The wallet handshake was moved from the marketplace surface to the game's entry point. By the time a player encountered an asset they wanted to acquire, the cryptographic identity was already bound to their session. The acquisition path no longer required re-authentication.
The marketplace UI was rebuilt as a set of in-environment surfaces — physical-feeling kiosks placed in the game world, interactive vendor characters at appropriate locations, gallery walls displaying featured assets — rather than as a popup overlay. The browse experience matched the game's visual language.
Settlement was engineered to feel instantaneous to the player. The on-chain confirmation lifecycle continued in the background; the player's experience showed the asset as acquired immediately, with reconciliation behavior if the underlying confirmation ultimately failed. Failure handling was built into the marketplace surface so that recovery from edge cases didn't break the player out of the experience.
Acquired assets became usable immediately — applied to the player's avatar, available in their inventory, ready for the gameplay interaction the asset enabled. The acquisition-to-use loop closed inside the same session.
The external marketplace was retained as a secondary surface for users who preferred browsing outside the game environment.
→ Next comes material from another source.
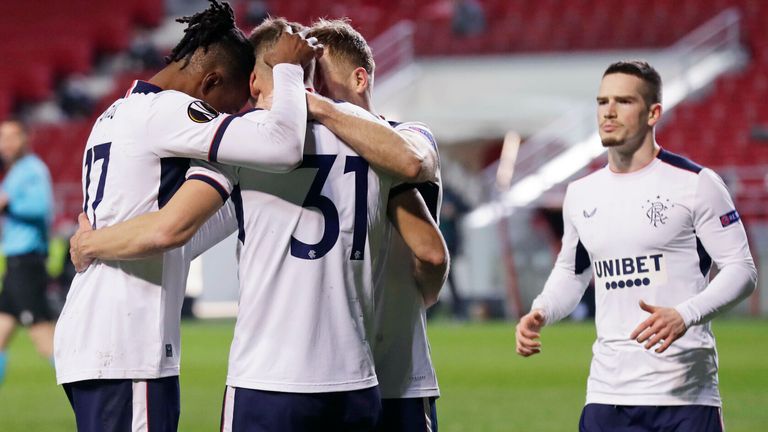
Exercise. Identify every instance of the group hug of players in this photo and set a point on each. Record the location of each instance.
(339, 253)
The integration was symmetric — assets acquired on either surface became available on both.
The Outcome
Player retention through the acquisition moment improved substantially. Sessions that included a purchase no longer terminated at the purchase. The studio's revenue per active player increased noticeably as the marketplace converted a higher portion of the audience the game had attracted. The architecture decision — embedded vs external — was the leverage point; the engineering execution made the decision tractable.